It is not entirely correct to say that the coronavirus pandemic has plunged the United Kingdom into an economic crisis, because the country has not yet emerged from the 2008 crisis.
This is stated in the edition “Foreign Policy”.
Twelve years ago, Britain’s economy suffered severe damage and the wounds of that financial crisis have not healed to this day. The United Kingdom has suffered one of the largest economic downturns in the G7 countries. In such circumstances, Brexit only aggravates the situation, at the same time allowing the government to divert public attention from the inability to solve strategic problems.
The United Kingdom’s financial economy never recovered from the 2008 crisis. Production growth has practically stalled, and the post-industrial northern regions continue to lag behind the southern ones. The coronavirus pandemic has clearly caught Britain at the most inopportune moment, writes FP. In the second quarter of 2020, economic activity declined by about one-fifth.
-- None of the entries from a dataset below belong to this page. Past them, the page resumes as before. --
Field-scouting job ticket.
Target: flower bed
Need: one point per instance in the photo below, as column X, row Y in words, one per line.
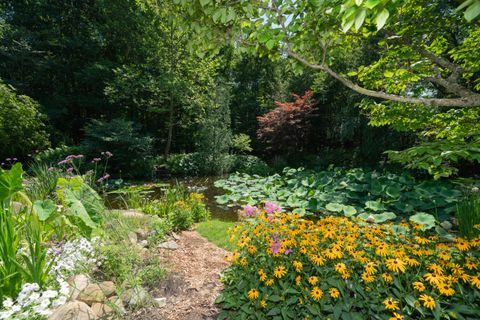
column 286, row 267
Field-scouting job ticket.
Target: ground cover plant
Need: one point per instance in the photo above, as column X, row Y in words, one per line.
column 286, row 267
column 354, row 192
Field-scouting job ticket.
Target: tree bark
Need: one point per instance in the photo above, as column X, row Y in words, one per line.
column 469, row 100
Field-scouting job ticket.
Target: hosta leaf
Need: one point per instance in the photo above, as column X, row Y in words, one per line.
column 426, row 220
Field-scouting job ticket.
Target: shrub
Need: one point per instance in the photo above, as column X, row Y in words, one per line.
column 468, row 215
column 21, row 124
column 286, row 267
column 241, row 143
column 287, row 128
column 132, row 151
column 250, row 165
column 180, row 209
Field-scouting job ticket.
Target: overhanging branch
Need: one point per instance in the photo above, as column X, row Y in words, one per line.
column 472, row 100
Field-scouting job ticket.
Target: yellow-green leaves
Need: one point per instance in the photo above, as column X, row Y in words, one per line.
column 472, row 11
column 381, row 18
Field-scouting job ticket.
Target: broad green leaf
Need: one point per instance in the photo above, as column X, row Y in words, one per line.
column 385, row 216
column 334, row 207
column 426, row 220
column 44, row 208
column 374, row 205
column 370, row 4
column 349, row 211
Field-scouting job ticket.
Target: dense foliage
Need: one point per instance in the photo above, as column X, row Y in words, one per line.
column 22, row 128
column 287, row 128
column 285, row 267
column 356, row 192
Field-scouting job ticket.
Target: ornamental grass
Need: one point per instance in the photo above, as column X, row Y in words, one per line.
column 287, row 267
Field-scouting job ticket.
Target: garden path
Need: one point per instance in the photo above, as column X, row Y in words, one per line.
column 194, row 280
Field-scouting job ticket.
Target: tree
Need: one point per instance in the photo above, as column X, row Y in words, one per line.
column 22, row 130
column 425, row 62
column 287, row 128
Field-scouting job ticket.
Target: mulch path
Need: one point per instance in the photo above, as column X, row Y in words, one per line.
column 193, row 283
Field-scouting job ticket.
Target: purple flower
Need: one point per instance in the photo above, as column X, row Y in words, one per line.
column 275, row 247
column 249, row 211
column 271, row 208
column 106, row 176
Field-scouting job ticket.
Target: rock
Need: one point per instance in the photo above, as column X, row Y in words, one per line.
column 446, row 225
column 160, row 302
column 116, row 304
column 135, row 296
column 91, row 294
column 101, row 309
column 75, row 310
column 108, row 288
column 169, row 245
column 132, row 236
column 78, row 283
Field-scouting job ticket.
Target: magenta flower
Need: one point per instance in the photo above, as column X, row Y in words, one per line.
column 271, row 208
column 275, row 247
column 249, row 211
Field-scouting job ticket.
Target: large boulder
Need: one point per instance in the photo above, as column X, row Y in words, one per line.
column 91, row 294
column 77, row 283
column 75, row 310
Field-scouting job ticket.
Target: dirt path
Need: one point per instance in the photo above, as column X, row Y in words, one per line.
column 194, row 280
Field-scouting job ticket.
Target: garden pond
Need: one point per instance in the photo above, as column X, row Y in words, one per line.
column 203, row 185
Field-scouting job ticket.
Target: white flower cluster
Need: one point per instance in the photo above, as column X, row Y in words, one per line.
column 75, row 254
column 32, row 302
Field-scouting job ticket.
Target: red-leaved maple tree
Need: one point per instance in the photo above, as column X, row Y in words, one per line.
column 287, row 128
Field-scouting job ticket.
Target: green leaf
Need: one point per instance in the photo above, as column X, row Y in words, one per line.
column 44, row 208
column 426, row 220
column 381, row 18
column 370, row 4
column 374, row 205
column 388, row 74
column 382, row 217
column 205, row 2
column 334, row 207
column 10, row 181
column 349, row 211
column 473, row 11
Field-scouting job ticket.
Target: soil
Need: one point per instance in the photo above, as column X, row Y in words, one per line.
column 193, row 283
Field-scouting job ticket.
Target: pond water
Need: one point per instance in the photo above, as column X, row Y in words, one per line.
column 204, row 185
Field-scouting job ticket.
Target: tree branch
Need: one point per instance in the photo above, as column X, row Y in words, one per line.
column 472, row 100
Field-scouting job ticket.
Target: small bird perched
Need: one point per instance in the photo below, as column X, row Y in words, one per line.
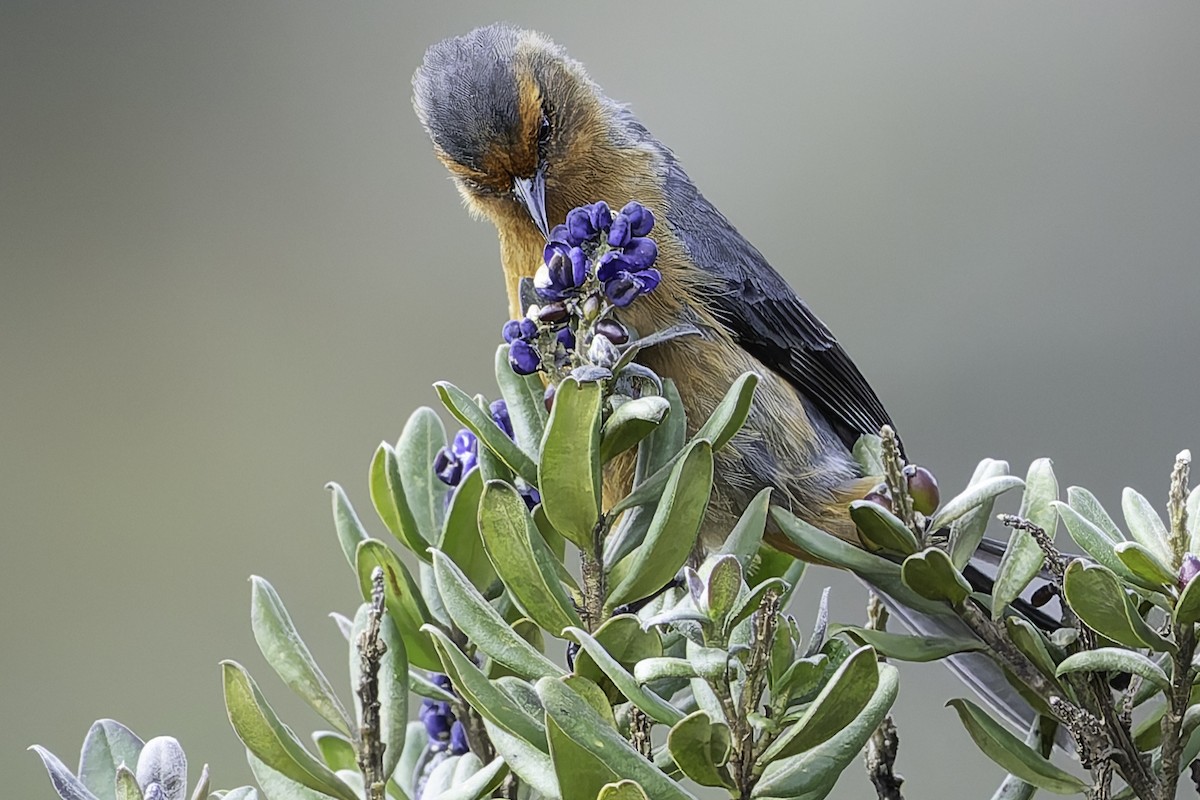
column 527, row 136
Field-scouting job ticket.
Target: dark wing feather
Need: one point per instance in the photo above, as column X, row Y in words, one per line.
column 767, row 318
column 780, row 330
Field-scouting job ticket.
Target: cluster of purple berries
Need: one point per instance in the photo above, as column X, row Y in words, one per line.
column 453, row 463
column 444, row 731
column 594, row 254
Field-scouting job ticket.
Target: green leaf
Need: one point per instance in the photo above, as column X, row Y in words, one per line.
column 631, row 422
column 972, row 498
column 723, row 584
column 1014, row 755
column 840, row 701
column 1089, row 506
column 1092, row 539
column 1041, row 493
column 581, row 774
column 525, row 396
column 700, row 746
column 66, row 785
column 580, row 723
column 415, row 739
column 461, row 537
column 622, row 791
column 882, row 528
column 475, row 782
column 163, row 762
column 811, row 775
column 391, row 504
column 336, row 750
column 1041, row 738
column 931, row 575
column 522, row 559
column 107, row 745
column 484, row 626
column 827, row 548
column 1099, row 600
column 1115, row 660
column 346, row 522
column 393, row 692
column 648, row 671
column 465, row 409
column 402, row 596
column 643, row 698
column 485, row 696
column 1020, row 564
column 1145, row 525
column 1031, row 642
column 1024, row 557
column 1187, row 608
column 745, row 539
column 289, row 656
column 967, row 530
column 666, row 441
column 569, row 476
column 1145, row 564
column 277, row 786
column 749, row 602
column 672, row 531
column 731, row 413
column 726, row 419
column 419, row 443
column 125, row 785
column 270, row 740
column 903, row 647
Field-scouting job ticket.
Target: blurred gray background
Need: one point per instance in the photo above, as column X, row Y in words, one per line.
column 229, row 265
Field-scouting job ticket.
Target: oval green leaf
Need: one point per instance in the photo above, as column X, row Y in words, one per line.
column 402, row 596
column 483, row 624
column 390, row 501
column 569, row 475
column 972, row 498
column 631, row 422
column 882, row 528
column 1099, row 600
column 522, row 559
column 1116, row 660
column 289, row 656
column 1014, row 755
column 835, row 707
column 673, row 529
column 270, row 740
column 420, row 440
column 903, row 647
column 931, row 575
column 525, row 397
column 461, row 539
column 479, row 422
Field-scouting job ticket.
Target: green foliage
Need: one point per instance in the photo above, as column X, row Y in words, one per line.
column 115, row 764
column 666, row 629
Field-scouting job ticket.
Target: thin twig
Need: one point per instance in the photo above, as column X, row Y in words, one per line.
column 371, row 651
column 885, row 741
column 893, row 475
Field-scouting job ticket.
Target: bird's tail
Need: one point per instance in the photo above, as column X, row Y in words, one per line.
column 978, row 671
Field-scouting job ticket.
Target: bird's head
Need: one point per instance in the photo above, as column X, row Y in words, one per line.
column 517, row 122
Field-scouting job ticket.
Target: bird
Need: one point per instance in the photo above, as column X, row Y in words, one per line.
column 527, row 136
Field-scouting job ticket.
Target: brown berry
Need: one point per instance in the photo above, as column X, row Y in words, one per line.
column 922, row 488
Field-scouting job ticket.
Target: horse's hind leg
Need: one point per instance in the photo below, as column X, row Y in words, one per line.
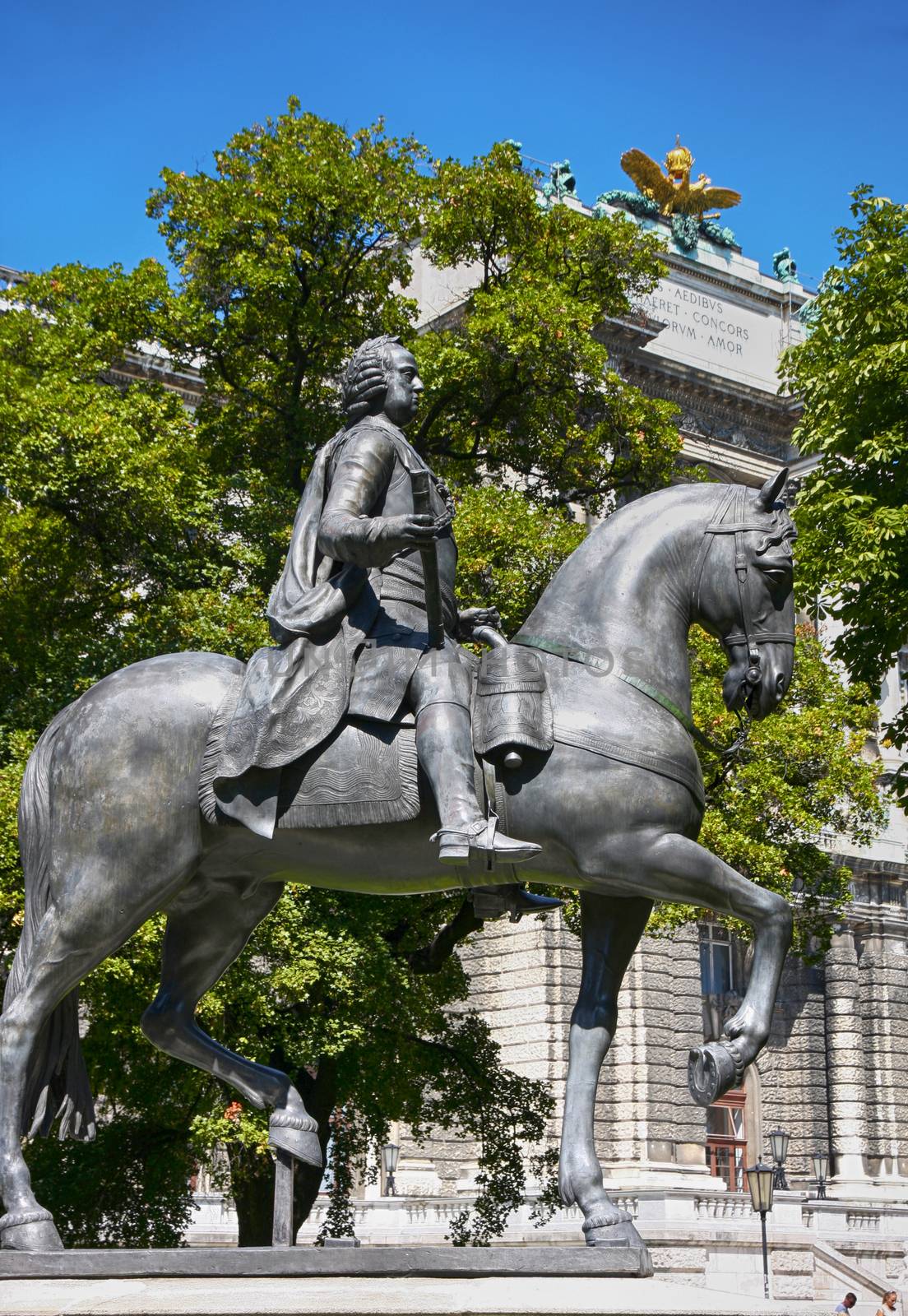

Prolonged quarantines and dependence on the hard-hit retail, leisure and hospitality sectors have played a tragic role.
In the coming months, the state support program will be terminated, and the country will be swept by a wave of layoffs and bankruptcies.
“So the prospects for a speedy recovery look bleak. And that’s even without considering the risk of new waves of COVID-19, a disorderly Brexit without a deal, or a tax hike to manage its massive $2.6 trillion debt”, – the report says.
Britain will seriously lag behind other countries in the recovery process and will return to pre-crisis levels of gross domestic product around 2022.